Podemos afirmar que os acontecimentos passado na Escola Básica 2/3 de Silgueiros, Viseu, são o resultado directo das políticas do actual governo? Não, não podemos. Mas podemos dizer outra coisa. Podemos dizer que a forma como o actual governo tem incrementado a chamada abertura da escola à comunidade, na continuidade de anteriores governos, desprotege as instituições escolares perante estes acontecimentos. A escola é um território onde as famílias se movem, ou pretendem mover, como se estivessem em casa. Este mover-se como se estivesse em casa não é uma pura metáfora. Os valores provenientes das famílias, muitas vezes adversos ao ethos escolar, invadem e instalam-se na escola, devido ao papel atribuído pelo poder político (note-se bem) às famílias, dentro da escola. Quando se abre a escola à comunidade entram pessoas que pensam segundo o bem comum e o ethos escolar, mas também entram todos os outros com culturas adversas.

Este acontecimento, aliás como muitos outros, é um revelador do que significa abrir a escola à comunidade. Percebo que o problema não seja apenas português. Não o é. Mas isso não isenta de culpa aqueles que, em Portugal e nos países ocidentais, têm advogado semelhantes políticas. Essas pessoas têm nome, essas pessoas foram investidas nos mais altos cargos para tomar decisões. As decisões que tomaram foram erradas e, em vez de proteger a escola da sociedade, retiraram-lhe todas as defesas, deixando-as à mercê do arbítrio da comunidade. Essas pessoas que, no poder político fomentaram tais políticas, devem arcar com estes acontecimentos em cima dos seus ombros.

A escola não é um lugar como os outros, pois o que se pretende ali não é reduplicar a vida tal como ela acontece, mas preparar as novas gerações para integrar a comunidade, mas trazendo para essa comunidade o melhor, um conjunto de valores depurados pelo ambiente escolar, um conjunto de valores que, muitas vezes, devem contradizer as práticas e os preconceitos dessa comunidade. Um exemplo: na vida civil a honestidade é, hoje em dia, pouco apreciada. Na escola, deveria ser um valor indiscutível, um "dogma" do qual nenhum aluno pudesse duvidar, um preceito que deveria fazer tremer aquele aluno que pensasse fazer batota.
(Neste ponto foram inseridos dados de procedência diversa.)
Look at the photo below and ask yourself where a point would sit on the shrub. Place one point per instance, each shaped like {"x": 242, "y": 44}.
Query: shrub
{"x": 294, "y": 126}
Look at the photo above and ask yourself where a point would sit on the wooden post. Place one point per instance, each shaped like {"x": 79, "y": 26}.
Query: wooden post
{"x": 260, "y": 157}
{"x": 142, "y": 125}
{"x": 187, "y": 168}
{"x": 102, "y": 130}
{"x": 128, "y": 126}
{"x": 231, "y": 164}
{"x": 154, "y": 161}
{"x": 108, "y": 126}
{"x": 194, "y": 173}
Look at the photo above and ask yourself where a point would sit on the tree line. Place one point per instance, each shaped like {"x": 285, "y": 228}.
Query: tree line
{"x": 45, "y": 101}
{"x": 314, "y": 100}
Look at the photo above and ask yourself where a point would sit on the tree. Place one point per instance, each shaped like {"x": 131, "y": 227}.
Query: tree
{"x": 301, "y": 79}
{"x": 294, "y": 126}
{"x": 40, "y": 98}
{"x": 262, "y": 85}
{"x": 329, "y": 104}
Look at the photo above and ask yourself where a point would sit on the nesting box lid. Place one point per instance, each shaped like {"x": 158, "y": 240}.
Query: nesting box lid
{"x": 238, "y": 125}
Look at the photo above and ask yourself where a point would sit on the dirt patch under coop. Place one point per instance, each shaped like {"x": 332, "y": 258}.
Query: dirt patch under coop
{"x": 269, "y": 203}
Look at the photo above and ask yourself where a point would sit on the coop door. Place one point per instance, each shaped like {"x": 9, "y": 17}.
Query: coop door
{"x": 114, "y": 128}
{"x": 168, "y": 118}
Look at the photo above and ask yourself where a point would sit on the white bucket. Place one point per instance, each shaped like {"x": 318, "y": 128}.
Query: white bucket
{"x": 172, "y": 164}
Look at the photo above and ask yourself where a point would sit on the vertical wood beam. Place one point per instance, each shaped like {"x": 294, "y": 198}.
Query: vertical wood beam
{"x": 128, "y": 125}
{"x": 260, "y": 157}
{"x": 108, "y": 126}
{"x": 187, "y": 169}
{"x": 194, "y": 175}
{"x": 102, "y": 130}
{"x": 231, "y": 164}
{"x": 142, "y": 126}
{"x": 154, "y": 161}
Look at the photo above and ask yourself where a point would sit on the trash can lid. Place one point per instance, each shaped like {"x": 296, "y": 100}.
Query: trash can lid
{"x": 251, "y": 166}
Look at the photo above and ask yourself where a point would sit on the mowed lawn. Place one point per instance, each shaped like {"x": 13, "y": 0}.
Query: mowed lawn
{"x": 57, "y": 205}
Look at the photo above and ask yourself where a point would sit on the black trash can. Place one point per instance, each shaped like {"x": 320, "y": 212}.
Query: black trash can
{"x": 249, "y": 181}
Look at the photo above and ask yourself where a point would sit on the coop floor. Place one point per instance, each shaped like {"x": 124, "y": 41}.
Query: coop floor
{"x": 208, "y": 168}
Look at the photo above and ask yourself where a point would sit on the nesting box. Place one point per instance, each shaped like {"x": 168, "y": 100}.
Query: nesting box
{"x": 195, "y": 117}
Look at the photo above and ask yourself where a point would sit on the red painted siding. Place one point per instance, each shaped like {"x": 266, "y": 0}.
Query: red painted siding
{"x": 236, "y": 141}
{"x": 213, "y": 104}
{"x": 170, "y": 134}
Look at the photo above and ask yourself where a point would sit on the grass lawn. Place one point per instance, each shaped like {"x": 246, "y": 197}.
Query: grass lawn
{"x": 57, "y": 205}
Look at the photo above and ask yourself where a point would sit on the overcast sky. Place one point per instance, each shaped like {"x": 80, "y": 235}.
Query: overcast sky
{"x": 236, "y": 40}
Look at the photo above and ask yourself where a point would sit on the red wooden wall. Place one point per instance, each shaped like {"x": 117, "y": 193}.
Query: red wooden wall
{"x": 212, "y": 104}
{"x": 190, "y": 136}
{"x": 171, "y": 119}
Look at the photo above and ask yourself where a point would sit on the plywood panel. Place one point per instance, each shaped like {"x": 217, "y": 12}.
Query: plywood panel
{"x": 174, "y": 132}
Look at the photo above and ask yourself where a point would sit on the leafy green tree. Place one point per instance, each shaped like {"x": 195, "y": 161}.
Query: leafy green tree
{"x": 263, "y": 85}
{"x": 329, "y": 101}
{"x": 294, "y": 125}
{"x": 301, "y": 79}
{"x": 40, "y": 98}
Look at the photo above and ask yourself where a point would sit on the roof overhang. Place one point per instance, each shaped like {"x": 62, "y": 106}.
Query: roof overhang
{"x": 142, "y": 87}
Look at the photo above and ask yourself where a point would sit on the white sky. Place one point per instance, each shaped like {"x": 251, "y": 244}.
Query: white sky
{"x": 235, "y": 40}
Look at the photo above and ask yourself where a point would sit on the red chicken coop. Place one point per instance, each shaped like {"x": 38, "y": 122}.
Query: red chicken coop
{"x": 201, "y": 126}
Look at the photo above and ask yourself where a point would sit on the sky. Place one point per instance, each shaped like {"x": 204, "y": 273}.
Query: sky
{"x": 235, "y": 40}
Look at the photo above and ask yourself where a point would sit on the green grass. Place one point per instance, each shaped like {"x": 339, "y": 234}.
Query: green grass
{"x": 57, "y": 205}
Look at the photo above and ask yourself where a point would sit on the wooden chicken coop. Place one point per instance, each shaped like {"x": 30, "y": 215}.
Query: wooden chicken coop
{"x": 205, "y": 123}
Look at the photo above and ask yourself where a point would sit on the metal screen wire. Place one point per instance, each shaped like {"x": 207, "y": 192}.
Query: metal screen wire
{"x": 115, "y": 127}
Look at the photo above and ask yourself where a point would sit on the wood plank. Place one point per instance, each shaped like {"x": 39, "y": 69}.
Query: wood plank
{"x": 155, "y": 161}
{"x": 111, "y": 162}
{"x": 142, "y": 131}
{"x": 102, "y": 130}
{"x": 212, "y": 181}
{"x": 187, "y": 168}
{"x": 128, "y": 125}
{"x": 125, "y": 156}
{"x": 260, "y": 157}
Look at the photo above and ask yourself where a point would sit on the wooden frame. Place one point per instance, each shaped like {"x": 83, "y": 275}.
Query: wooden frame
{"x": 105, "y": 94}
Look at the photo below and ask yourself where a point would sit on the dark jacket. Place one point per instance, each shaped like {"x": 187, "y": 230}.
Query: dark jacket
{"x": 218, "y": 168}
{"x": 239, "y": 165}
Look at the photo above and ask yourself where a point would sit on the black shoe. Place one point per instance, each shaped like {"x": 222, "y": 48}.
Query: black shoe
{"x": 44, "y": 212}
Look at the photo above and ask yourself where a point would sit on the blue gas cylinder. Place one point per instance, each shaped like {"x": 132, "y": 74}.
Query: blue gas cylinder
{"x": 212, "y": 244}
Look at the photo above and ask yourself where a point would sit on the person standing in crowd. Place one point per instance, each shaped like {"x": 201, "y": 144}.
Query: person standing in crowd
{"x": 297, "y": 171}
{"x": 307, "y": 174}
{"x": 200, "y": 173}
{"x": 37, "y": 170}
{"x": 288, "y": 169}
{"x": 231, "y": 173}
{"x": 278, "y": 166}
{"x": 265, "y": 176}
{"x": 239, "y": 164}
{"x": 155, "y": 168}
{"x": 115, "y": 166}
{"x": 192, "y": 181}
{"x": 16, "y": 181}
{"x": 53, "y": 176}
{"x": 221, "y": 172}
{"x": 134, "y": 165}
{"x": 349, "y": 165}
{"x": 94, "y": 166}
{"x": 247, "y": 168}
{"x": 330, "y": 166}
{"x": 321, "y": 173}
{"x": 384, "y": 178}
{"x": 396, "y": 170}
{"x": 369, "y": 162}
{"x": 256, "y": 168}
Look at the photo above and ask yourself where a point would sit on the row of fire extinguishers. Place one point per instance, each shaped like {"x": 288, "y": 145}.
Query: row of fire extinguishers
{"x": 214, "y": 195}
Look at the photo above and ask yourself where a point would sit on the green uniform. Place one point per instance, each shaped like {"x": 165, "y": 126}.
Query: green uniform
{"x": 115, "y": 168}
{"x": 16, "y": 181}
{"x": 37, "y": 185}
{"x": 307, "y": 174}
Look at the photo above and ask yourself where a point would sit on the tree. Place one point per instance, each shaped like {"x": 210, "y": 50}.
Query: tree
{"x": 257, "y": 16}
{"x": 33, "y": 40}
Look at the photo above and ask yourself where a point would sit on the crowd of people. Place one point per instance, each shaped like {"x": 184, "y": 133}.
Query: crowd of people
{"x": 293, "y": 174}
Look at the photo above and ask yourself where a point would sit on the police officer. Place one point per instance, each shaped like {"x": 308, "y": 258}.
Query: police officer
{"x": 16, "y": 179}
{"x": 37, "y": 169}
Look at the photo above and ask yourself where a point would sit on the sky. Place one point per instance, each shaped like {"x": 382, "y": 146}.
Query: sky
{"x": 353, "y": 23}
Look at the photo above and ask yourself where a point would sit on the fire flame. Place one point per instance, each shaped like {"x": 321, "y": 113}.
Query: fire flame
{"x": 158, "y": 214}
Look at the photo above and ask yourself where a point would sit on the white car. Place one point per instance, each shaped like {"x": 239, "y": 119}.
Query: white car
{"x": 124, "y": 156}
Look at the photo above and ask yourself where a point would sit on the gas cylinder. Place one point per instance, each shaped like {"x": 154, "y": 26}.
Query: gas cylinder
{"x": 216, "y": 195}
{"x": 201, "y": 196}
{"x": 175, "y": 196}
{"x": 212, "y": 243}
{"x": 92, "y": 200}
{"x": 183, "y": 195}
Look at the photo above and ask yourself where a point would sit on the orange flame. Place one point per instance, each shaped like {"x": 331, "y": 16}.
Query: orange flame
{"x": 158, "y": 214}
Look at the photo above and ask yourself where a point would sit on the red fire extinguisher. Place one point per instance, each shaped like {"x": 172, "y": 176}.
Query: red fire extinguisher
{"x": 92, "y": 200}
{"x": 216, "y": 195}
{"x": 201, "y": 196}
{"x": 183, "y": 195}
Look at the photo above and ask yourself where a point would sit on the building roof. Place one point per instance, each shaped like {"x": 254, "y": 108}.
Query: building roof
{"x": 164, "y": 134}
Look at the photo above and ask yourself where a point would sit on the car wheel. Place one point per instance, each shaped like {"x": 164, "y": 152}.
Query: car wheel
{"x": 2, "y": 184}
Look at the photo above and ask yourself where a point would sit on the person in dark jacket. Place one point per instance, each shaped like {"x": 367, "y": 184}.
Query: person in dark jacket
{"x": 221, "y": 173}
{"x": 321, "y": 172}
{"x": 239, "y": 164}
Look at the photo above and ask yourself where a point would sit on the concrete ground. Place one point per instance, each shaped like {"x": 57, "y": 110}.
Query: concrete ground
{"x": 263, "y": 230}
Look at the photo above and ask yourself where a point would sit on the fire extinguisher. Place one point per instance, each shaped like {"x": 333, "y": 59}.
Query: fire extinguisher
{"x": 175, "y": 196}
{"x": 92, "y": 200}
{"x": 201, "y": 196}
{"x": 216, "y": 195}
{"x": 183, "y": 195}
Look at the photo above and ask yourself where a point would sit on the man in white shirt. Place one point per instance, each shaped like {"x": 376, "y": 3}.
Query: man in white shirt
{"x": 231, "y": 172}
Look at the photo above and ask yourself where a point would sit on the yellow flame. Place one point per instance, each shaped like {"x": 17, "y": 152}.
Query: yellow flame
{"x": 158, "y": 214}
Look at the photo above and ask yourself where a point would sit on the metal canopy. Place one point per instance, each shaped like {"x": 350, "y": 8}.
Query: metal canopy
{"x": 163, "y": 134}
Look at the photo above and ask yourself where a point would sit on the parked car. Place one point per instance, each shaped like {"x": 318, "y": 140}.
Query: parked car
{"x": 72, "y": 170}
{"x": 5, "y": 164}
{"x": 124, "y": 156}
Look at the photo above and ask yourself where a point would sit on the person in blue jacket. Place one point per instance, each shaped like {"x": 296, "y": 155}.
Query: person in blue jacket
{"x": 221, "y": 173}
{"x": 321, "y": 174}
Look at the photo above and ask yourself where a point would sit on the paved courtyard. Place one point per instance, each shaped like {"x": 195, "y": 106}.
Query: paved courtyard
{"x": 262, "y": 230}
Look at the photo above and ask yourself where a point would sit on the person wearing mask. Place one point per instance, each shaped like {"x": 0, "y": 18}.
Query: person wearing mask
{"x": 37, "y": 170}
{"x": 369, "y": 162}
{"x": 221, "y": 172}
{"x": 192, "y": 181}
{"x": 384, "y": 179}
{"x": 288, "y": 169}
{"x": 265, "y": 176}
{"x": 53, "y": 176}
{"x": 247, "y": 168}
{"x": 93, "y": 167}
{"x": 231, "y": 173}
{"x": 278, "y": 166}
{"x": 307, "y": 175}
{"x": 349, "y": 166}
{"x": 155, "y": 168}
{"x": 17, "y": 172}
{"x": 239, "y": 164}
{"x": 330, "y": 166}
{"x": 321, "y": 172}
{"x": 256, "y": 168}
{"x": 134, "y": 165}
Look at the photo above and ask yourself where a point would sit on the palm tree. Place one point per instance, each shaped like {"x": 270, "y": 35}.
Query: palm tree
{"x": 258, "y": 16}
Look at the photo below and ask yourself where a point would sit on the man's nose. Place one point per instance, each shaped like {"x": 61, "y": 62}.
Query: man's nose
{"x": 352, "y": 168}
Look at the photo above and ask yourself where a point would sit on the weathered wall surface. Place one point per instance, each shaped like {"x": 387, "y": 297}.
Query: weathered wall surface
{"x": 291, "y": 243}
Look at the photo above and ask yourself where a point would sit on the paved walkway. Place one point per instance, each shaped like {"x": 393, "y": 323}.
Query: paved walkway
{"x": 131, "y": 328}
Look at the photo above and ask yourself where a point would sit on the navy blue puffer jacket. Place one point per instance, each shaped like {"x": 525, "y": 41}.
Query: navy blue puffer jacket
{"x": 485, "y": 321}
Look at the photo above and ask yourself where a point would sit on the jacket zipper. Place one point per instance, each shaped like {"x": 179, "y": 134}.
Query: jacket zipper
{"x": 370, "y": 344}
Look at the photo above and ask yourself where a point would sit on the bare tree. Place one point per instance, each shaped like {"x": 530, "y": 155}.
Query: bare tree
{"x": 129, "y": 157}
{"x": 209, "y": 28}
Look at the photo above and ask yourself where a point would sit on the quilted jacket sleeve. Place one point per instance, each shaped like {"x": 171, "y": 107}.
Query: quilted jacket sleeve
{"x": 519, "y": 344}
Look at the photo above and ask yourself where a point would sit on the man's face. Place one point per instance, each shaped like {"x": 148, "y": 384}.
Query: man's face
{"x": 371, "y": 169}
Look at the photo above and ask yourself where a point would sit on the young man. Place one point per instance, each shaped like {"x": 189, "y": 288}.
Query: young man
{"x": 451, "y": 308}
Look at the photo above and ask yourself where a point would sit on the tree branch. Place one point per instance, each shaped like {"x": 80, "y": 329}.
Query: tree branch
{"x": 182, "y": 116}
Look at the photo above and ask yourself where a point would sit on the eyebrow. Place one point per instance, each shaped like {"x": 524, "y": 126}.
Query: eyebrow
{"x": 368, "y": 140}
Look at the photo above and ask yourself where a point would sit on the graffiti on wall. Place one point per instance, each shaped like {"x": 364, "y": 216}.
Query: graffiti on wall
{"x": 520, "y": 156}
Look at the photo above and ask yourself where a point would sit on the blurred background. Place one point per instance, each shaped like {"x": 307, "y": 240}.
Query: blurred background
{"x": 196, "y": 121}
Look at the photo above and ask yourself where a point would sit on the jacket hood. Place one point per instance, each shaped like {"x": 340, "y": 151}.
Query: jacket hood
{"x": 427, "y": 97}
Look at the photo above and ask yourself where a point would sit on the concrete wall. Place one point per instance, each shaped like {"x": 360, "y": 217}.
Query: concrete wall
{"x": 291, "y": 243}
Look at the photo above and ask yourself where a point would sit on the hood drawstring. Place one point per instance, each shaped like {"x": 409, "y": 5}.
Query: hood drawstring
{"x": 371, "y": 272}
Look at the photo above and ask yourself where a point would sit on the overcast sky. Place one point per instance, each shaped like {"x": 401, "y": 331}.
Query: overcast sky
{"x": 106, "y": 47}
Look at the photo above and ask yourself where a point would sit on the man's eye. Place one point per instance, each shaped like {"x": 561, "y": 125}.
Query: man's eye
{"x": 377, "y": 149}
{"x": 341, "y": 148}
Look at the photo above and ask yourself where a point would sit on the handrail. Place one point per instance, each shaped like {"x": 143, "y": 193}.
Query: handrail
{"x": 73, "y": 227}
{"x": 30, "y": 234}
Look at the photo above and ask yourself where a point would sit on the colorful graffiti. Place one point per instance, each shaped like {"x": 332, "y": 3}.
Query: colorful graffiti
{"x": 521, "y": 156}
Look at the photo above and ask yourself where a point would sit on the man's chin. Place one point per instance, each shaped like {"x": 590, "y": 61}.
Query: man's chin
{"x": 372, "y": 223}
Ora, se a escola se abre à comunidade, são os valores da comunidade que penetram na escola, pois a comunidade é muito mais forte do que a instituição escolar.

O meu post anterior nada tinha a ver com os professores e as sua reivindicações (muitos defendem, tragicamente, a retórica da abertura da escola). Tinha tudo a ver com os alunos, a sua defesa, a defesa das novas gerações. Como disse Hannah Arendt, é preciso proteger as novas gerações da sociedade e a sociedade das novas gerações. A abertura da escola à comunidade não faz uma coisa nem outra. É evidente, repito, que os acontecimento de Viseu não são associáveis directamente ao executivo. Mas este intensificou até ao paroxismo algo que já vinha do tempo do marcelismo, e que a democracia apenas incrementou, algo que destruiu aquela fronteira invisível que dizia a todos nós, etnias com culturas diferentes incluídas, que há uma diferença ontológica entre o espaço escolar e o espaço público onde decorre a vida civil. Essa fronteira invisível já era frágil, mas por acção do poder político, e não por qualquer movimento espontâneo da sociedade, essa fronteira já não existe. Por isso, aqueles que entraram dentro da escola de Silgueiros agiram com toda a naturalidade e espontaneidade, os portões da escola já não significam nada.